Setup and Methodology

Our experiments utilized synthetic data generated to mimic realistic quantum operations, with noise models including Gaussian and depolarizing noise. The initial states and measurement operators were carefully chosen to ensure comprehensive coverage of the process space.

Findings

The results indicate that FGD not only converges faster but also achieves higher fidelity in the reconstructed process matrices compared to traditional methods. These findings suggest that non-convex optimization could be a powerful tool in the arsenal for quantum process characterization.

2 qubit depolarizing noise. The top and the bottom figures show results from the \texttt{adaGD} and the \texttt{adaFGD} algorithms, respectively. The left and right figures show results on 128 measurements and 96 measurements, respectively.

2 qubit Gaussian noise. The top and the bottom figures show results from the \texttt{adaGD} and the \texttt{adaFGD} algorithms, respectively. The left and right figures show results on 128 measurements and 96 measurements, respectively.
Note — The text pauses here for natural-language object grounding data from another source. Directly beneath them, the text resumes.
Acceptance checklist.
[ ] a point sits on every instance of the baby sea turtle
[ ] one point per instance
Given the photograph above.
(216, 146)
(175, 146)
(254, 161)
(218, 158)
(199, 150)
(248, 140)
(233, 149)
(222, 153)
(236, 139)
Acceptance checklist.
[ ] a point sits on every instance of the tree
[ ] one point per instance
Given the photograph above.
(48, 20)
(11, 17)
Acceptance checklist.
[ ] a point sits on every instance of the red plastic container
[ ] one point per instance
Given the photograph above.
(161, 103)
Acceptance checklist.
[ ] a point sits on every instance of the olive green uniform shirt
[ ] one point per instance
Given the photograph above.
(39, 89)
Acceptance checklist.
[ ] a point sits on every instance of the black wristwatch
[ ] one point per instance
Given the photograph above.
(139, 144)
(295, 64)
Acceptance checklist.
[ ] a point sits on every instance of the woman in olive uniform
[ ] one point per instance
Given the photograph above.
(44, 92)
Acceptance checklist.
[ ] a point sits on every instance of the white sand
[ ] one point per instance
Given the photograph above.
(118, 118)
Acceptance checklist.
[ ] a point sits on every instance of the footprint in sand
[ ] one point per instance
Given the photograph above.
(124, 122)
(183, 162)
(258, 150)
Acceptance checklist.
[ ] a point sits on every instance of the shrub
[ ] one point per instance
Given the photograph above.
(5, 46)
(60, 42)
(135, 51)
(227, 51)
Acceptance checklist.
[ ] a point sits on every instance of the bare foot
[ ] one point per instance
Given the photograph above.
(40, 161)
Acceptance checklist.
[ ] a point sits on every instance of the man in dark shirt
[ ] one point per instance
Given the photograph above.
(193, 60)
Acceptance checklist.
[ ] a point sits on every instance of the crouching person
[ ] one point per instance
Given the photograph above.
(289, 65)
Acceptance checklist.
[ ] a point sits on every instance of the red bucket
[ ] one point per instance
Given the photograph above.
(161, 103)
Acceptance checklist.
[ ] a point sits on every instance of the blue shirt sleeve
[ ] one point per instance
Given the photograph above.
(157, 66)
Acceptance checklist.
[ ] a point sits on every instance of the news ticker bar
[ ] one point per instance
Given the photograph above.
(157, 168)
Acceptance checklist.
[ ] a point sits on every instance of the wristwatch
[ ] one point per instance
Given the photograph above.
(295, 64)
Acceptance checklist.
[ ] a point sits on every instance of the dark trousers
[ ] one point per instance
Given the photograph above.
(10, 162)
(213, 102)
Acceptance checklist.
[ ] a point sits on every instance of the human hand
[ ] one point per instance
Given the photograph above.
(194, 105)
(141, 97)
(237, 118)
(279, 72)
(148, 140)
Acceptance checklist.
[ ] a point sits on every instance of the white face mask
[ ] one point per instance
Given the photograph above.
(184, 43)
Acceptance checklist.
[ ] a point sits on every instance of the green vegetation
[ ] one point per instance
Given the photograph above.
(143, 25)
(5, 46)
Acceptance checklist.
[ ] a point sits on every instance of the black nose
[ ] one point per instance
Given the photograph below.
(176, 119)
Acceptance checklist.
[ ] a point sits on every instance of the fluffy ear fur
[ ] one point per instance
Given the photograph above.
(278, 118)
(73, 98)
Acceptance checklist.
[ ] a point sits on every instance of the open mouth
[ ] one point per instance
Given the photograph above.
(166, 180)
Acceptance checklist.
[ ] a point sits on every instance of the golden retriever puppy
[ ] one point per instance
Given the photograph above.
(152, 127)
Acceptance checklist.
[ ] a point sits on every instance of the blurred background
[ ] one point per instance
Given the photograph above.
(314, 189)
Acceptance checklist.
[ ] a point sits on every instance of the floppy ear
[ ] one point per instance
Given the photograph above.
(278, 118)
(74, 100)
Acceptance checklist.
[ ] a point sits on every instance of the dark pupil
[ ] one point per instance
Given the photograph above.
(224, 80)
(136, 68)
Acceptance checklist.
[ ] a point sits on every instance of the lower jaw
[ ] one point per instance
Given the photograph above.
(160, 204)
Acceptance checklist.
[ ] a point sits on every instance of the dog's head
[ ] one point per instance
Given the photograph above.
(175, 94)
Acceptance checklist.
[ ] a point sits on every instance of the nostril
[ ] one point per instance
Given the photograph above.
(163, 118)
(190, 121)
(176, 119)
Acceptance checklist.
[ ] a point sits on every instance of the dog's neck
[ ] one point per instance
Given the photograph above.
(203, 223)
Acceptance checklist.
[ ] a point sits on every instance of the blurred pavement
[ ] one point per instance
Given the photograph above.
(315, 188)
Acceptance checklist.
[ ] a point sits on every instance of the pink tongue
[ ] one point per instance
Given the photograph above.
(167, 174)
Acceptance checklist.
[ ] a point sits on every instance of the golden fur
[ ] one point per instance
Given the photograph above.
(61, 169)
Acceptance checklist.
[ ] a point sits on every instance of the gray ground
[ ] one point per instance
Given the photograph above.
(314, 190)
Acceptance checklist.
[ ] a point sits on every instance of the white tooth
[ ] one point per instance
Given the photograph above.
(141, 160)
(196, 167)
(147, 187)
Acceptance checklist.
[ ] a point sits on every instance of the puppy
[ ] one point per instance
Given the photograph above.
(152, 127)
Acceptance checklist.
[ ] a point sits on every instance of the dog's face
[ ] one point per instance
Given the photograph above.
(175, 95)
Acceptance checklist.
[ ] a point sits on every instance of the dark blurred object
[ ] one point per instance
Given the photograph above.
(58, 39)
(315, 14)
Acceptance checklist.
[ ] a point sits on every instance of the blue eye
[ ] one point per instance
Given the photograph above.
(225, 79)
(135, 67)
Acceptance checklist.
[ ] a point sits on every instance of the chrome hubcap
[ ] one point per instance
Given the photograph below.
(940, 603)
2 qubit incoherent noise. The top and the bottom figures show results from the \texttt{adaGD} and the \texttt{adaFGD} algorithms, respectively. The left and right figures show results on 128 measurements and 96 measurements, respectively.
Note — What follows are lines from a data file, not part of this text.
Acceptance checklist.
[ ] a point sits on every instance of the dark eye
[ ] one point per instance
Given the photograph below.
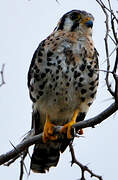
(74, 16)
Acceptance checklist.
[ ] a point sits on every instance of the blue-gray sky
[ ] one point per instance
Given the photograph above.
(23, 24)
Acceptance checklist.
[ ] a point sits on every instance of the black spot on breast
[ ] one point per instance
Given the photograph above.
(39, 60)
(57, 93)
(80, 84)
(67, 84)
(49, 64)
(42, 86)
(82, 67)
(49, 59)
(57, 38)
(43, 75)
(40, 93)
(92, 83)
(40, 53)
(93, 95)
(47, 70)
(88, 67)
(37, 71)
(49, 53)
(57, 71)
(59, 61)
(59, 67)
(57, 77)
(92, 88)
(36, 76)
(83, 91)
(76, 74)
(72, 69)
(90, 74)
(31, 88)
(50, 86)
(89, 104)
(81, 79)
(82, 99)
(66, 99)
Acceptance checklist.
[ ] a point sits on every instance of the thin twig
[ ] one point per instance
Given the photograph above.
(84, 168)
(22, 165)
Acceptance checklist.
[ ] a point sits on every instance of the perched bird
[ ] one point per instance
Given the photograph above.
(62, 80)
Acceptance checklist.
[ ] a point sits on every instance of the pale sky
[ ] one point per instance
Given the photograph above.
(23, 24)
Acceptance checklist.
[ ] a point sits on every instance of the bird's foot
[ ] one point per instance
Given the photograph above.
(48, 131)
(68, 127)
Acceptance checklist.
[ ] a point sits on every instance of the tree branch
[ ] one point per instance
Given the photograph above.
(84, 168)
(27, 142)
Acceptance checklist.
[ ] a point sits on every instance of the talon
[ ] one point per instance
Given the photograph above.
(48, 131)
(67, 127)
(81, 132)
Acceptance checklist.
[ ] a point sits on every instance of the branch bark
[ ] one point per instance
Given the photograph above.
(26, 143)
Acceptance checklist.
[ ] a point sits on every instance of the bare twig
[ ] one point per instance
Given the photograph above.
(22, 164)
(38, 138)
(84, 168)
(2, 75)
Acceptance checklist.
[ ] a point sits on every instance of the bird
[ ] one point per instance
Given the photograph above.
(62, 79)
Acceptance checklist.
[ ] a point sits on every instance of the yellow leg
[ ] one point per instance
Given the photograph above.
(48, 130)
(68, 126)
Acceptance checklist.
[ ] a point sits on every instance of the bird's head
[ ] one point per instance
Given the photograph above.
(76, 21)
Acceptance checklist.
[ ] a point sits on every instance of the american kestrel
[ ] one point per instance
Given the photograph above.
(62, 80)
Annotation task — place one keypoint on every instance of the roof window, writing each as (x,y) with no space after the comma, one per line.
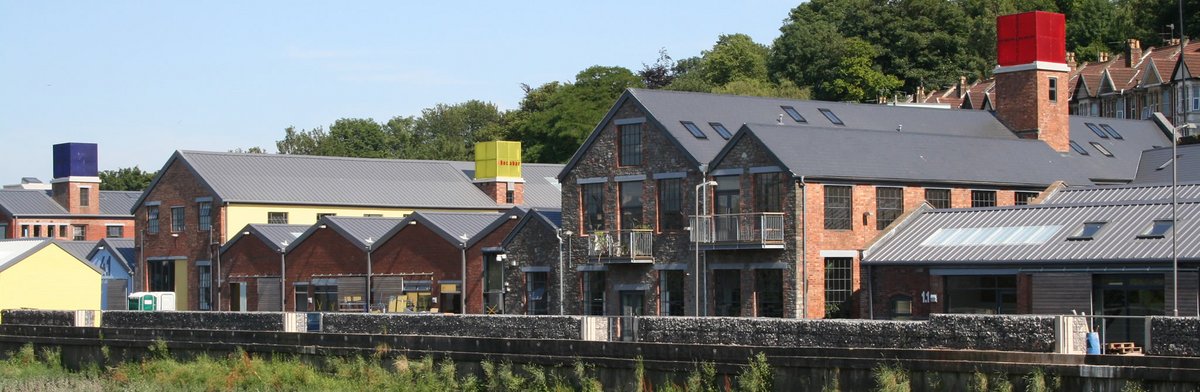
(1111,132)
(695,131)
(796,115)
(833,118)
(1102,149)
(1158,229)
(1078,148)
(1087,231)
(720,130)
(1096,130)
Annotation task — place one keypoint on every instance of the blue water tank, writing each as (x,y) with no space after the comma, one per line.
(75,160)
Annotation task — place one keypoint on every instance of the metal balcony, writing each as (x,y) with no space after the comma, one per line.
(757,230)
(617,246)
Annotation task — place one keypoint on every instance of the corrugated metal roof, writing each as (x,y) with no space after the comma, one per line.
(1116,242)
(912,156)
(25,203)
(1153,170)
(1119,193)
(118,201)
(267,178)
(1138,136)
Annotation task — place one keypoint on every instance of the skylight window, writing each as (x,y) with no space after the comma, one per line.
(1102,149)
(796,115)
(1078,148)
(833,118)
(695,131)
(1111,132)
(993,236)
(720,130)
(1158,229)
(1087,231)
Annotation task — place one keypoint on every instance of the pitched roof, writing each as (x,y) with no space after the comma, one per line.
(279,237)
(670,108)
(1038,235)
(13,251)
(912,156)
(294,179)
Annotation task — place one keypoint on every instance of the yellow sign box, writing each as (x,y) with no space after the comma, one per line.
(499,161)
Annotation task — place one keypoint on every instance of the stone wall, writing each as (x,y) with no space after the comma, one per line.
(484,326)
(195,320)
(1007,333)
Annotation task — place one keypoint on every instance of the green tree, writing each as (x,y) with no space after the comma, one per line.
(125,179)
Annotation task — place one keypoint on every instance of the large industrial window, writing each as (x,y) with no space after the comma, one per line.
(939,198)
(671,293)
(630,144)
(593,206)
(277,217)
(839,285)
(593,293)
(153,218)
(631,205)
(888,205)
(671,204)
(205,288)
(768,196)
(983,198)
(535,293)
(838,207)
(177,219)
(727,287)
(995,294)
(768,287)
(205,215)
Conclusions and Future Directions

The introduction of non-convex optimization techniques such as FGD into the realm of Quantum Process Tomography marks a significant advancement in the field. By addressing the computational complexities and enhancing noise resilience, FGD sets a new standard for the efficiency and accuracy of quantum process characterization.

Future work will explore theoretical bounds for the convergence and stability of FGD in QPT, alongside experimental validation on physical quantum systems. Additionally, further reduction in computational overhead and the exploration of adaptive methods for dynamic quantum systems represent exciting avenues for research.

In conclusion, the integration of sophisticated mathematical techniques such as non-convex optimization into quantum technology development is not just promising—it is imperative for the next leaps in quantum computing.

References

  1. Chuang, I. L., & Nielsen, M. A. (1997). Prescription for experimental determination of the dynamics of a quantum black box. Journal of Modern Optics, 44(11-12), 2455-2467.
  2. Mohseni, M., et al. (2008). Quantum process tomography for quantum information science. Quantum Information Processing, 8(4), 385-431.
  3. Burer, S., & Monteiro, R. D. C. (2003). A nonlinear programming algorithm for solving semidefinite programs via low-rank factorization. Mathematical Programming, 95(2), 329-357.
  4. Kyrillidis, A., et al. (2017). Provable fixed-rank approximation of a positive-semidefinite matrix from a few entries. arXiv preprint arXiv:1710.04815.